Cogut Institute for the Humanities

Graduate Fellows

  • Portrait photo of Ahmad Abu Ahmad

    Ahmad Abu Ahmad

    2025–26 Graduate Fellow, Ph.D. Candidate in Comparative Literature

    Ahmad Abu Ahmad is a sixth-year doctoral candidate in the Department of Comparative Literature. His research is deeply interdisciplinary, engaging Arabic and comparative literature, Palestinian studies, literary multilingualism and the politics of (mis)translation, settler-colonialism and nationalism, critical history, memory and imaginations, visual politics, and violence. He also works in literary translation, and his writings have appeared in Jerusalem Quarterly and SubStance. His dissertation, titled “The Poetics and Politics of Death in Palestinian Literature and Film,” expands our understanding of conditioning Palestinians to precarious lives and irrevocable deaths under Israeli settler colonialism. In parallel, it examines the ways Palestinians uphold deaths that resist finality and anonymity. Innate to his interrogation is qualifying death beyond the biological cessation of life and probing a multiplicity of death in life, and deaths that initiate posthumous continuities. He interrogates the life-death continuum in Palestinian film and prose, with a secondary focus on poetry, examining the touchability of the Palestinian corpse vis-à-vis heterogeneous intimacies, the politics of names and (de)naming, language as structure of and for death (e.g., untranslatability and nonreciprocity), and the politics of seeing/foreseeing death. He holds a B.A. in English and an LLB from Tel Aviv University.
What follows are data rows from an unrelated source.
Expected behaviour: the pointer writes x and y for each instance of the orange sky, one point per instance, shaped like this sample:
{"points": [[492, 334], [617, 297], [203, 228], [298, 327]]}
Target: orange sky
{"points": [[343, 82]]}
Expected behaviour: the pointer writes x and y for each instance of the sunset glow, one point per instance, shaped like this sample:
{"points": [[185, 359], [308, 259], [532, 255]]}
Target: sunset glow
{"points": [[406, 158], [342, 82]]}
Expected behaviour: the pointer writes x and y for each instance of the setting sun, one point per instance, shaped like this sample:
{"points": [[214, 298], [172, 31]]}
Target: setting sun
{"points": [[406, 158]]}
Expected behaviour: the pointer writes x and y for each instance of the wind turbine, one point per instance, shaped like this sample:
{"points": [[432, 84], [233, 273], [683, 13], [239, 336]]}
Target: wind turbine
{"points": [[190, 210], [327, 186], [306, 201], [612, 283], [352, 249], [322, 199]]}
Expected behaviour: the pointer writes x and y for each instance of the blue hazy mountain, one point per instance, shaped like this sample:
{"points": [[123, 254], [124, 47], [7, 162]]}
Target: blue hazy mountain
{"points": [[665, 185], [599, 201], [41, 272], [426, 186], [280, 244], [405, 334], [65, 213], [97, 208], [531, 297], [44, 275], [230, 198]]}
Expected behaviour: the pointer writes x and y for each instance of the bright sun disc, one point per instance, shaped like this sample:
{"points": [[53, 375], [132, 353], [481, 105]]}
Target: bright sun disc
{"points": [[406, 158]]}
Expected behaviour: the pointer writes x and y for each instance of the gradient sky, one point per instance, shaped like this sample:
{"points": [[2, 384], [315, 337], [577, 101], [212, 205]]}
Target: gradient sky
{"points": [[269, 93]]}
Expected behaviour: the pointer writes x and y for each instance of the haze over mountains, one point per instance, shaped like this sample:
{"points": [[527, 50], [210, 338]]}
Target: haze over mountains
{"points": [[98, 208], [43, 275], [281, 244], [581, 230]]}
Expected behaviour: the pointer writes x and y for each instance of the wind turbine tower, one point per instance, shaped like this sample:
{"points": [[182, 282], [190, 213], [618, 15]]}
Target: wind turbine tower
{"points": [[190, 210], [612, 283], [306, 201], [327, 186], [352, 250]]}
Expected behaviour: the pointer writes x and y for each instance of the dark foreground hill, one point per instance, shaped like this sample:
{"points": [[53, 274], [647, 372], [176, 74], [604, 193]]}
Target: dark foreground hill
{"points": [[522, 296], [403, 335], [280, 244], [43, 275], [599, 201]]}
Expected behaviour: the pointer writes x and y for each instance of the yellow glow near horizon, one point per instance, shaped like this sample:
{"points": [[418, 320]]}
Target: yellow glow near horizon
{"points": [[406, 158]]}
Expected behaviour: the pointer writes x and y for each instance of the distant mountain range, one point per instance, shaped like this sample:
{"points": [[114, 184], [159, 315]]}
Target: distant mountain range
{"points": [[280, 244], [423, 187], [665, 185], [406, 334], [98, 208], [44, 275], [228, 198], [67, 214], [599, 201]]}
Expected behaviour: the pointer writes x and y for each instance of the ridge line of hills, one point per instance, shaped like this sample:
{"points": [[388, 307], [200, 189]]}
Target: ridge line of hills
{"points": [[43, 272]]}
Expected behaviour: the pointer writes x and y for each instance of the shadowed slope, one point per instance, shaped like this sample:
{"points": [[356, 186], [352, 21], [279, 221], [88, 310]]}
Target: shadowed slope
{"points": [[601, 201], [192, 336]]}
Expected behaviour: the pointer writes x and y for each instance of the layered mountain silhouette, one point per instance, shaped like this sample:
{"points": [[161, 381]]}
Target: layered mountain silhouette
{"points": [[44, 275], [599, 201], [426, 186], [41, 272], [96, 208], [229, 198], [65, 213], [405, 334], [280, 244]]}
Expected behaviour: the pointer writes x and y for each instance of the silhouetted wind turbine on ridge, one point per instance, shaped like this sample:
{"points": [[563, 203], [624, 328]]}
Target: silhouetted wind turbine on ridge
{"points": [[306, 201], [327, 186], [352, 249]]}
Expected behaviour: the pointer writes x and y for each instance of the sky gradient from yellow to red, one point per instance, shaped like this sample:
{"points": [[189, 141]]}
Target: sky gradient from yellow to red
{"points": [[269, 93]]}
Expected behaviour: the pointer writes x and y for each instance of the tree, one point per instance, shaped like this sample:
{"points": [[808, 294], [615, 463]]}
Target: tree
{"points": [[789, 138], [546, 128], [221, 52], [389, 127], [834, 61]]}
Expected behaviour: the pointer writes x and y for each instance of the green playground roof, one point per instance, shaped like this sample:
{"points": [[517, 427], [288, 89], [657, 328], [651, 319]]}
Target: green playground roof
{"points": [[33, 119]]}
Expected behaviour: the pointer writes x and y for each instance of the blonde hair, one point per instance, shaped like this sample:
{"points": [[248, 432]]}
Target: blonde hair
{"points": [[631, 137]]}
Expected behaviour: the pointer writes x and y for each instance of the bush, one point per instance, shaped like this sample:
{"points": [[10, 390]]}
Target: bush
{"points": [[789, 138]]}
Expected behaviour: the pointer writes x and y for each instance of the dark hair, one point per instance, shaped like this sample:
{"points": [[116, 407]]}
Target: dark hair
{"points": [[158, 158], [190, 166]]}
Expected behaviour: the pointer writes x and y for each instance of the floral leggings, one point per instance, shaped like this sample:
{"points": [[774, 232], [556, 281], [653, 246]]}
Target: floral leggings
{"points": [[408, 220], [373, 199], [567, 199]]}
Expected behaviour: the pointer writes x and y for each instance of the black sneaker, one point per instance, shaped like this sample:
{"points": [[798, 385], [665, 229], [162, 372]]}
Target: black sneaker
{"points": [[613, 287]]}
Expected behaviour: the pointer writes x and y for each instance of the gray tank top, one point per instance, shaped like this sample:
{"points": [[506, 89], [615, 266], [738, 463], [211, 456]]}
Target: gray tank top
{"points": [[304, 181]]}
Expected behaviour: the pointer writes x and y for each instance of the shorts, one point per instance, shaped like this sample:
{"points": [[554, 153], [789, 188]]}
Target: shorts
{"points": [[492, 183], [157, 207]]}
  • Portrait photo of Andrew Clark

    Andrew Clark

    2025–26 Graduate Fellow, Ph.D. Candidate in French and Francophone Studies

    Andrew Clark is a fourth-year doctoral candidate in the Department of French and Francophone Studies. His dissertation, “Unlived Experience in the French Novel, 1830–1997,” studies how the novel expresses imperiality through erasure, obfuscation, and indirect reference. Of particular interest to this project are works of historical fiction that do not explicitly treat colonial history but nevertheless betray important currents in contemporary imperial ideology. Special focus is given to the origins of the secular state and the role of fascism in post-war republicanism. Clark holds an M.A. in French from Boston College and a B.A. in Physics and Romance Languages from the University of North Carolina at Chapel Hill. His work has been published or is forthcoming in The French ReviewContemporary French & Francophone StudiesScience & Society, and French Studies.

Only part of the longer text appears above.